Allgemeine und Molekulare Botanik, Ruhr-Universität Bochum, 44780 Bochum, Germany.
Fungal Biol. 2020 Sep;124(9):821-833. doi: 10.1016/j.funbio.2020.07.006. Epub 2020 Jul 29.
The mycophenolic acid producing ascomycete Penicillium brevicompactum is considered to be an anamorphic (asexual) species, for which a sexual cycle was never observed. However, since recent reports of otherwise asexually propagating filamentous fungi have demonstrated a sexual cycle controlled by mating type loci, we carried out a molecular analysis of mating type loci from P. brevicompactum. Using data from extensive DNA sequencing analysis, we determined the mating type loci from 22 strains derived from various type culture collections. We found 8 strains carrying a MAT1-1 locus encoding a 362 amino acid alpha domain transcription factor. The other 14 possessed a MAT1-2 locus encoding a 298 amino acid HMG domain transcription factor. cDNA analysis confirmed that both mating type loci are transcriptionally expressed. The karyotype of six selected strains, determined using contour-clamped homogeneous electric field (CHEF) electrophoresis, demonstrated distinct differences in size and numbers of chromosomes between the strains investigated. Interestingly, our phylogenetic survey of 72 strains from 11 different Penicillium species revealed that MAT genes serve as excellent molecular markers to determine phylogenetic relationships among species closely related to P. brevicompactum. Based on our sequencing results, we constructed transformation vectors for site-specific deletion of mating type loci from two selected strains of opposite mating type. Complementation strains were constructed containing both the mating type locus deletion cassette and a MAT-egfp fusion gene. These strains were used for comparative phenotypic analyses between strains containing or lacking the mating type gene. Whereas all MAT1-2 strains were indistinguishable, the MAT1-1 and MAT1-1-1 deletion strains differed distinctly. The MAT1-1-1 deletion strain produced more conidiospores on solid media, but smaller pellets in liquid media. This is probably the consequence of fewer conidial germ tubes than with the wild type mating type strain. Finally, we showed that the MAT-EGPF fusion protein is localized to the nuclei and detectable in protein samples by Western analysis. Together, our results suggest that the asexually propagating fungus P. brevicompactum might be a heterothallic species with a cryptic sexual life cycle.

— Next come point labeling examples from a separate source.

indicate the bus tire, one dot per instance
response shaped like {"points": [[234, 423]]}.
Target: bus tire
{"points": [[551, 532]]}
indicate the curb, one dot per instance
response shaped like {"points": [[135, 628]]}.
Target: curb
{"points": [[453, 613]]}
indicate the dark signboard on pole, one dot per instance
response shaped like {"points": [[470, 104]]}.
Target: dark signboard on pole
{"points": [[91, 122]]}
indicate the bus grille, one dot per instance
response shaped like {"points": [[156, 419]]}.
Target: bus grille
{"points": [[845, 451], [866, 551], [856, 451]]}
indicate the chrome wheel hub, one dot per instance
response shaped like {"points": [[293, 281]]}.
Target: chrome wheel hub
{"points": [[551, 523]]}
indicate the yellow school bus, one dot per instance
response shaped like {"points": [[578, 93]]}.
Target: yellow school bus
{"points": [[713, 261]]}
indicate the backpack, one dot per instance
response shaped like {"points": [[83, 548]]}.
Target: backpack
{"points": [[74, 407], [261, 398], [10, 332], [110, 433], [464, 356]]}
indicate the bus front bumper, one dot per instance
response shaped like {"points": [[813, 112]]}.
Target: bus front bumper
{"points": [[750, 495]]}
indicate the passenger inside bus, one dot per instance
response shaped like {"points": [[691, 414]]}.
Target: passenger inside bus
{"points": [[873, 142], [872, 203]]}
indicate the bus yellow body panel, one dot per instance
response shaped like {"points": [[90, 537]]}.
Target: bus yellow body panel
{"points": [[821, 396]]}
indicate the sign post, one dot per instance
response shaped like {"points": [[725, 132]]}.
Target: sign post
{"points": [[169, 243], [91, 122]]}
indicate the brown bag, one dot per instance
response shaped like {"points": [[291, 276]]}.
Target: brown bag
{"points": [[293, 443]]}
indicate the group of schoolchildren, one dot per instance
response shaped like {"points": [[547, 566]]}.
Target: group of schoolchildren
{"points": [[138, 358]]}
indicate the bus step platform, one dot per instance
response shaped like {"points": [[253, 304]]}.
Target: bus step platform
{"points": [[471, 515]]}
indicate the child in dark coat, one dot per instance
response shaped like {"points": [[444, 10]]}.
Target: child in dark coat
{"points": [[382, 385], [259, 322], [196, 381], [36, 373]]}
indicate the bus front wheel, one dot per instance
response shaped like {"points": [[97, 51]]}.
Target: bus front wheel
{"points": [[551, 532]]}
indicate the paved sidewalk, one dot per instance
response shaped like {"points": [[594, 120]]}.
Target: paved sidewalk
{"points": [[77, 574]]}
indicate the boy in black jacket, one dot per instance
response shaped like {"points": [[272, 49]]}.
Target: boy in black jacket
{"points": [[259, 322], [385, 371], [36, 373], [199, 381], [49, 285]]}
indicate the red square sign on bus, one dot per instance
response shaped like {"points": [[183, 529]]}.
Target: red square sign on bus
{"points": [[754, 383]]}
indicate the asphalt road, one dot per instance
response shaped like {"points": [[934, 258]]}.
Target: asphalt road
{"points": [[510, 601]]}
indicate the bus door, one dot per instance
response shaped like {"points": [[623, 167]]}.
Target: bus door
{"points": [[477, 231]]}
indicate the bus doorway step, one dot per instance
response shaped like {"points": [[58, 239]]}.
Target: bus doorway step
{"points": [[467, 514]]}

产麦角酸的曲霉 Penicillium brevicompactum 被认为是一种无性(无性)物种,从未观察到其有性周期。然而,由于最近有报道称,原本无性繁殖的丝状真菌的性周期受到交配型基因座的控制,我们对 P. brevicompactum 的交配型基因座进行了分子分析。利用广泛的 DNA 测序分析数据,我们从来自各种类型培养物收集的 22 个菌株中确定了交配型基因座。我们发现 8 株携带 MAT1-1 基因座,该基因座编码一个 362 个氨基酸的α结构域转录因子。其他 14 株含有 MAT1-2 基因座,该基因座编码一个 298 个氨基酸的 HMG 结构域转录因子。cDNA 分析证实这两个交配型基因座均转录表达。使用连续限制均匀电场(CHEF)电泳对 6 个选定菌株的染色体组型进行分析,结果表明,所研究菌株之间的染色体大小和数量存在明显差异。有趣的是,我们对来自 11 种不同青霉属物种的 72 株菌的系统发育调查表明,MAT 基因是确定与 P. brevicompactum 密切相关的物种之间系统发育关系的极好分子标记。基于我们的测序结果,我们构建了用于从两个具有相反交配型的选定菌株中定点删除交配型基因座的转化载体。构建了包含交配型基因座缺失盒和 MAT-egfp 融合基因的互补菌株。这些菌株用于比较含有或缺乏交配型基因的菌株之间的表型分析。虽然所有 MAT1-2 菌株都无法区分,但 MAT1-1 和 MAT1-1-1 缺失菌株则明显不同。MAT1-1-1 缺失菌株在固体培养基上产生的分生孢子更多,但在液体培养基中形成的菌球更小。这可能是由于分生孢子发芽管比野生型交配型菌株少的结果。最后,我们证明 MAT-EGFP 融合蛋白定位于细胞核,并可通过 Western 分析在蛋白质样品中检测到。综上所述,我们的研究结果表明,无性繁殖的真菌 P. brevicompactum 可能是一种异型交配的物种,具有隐生的有性生命周期。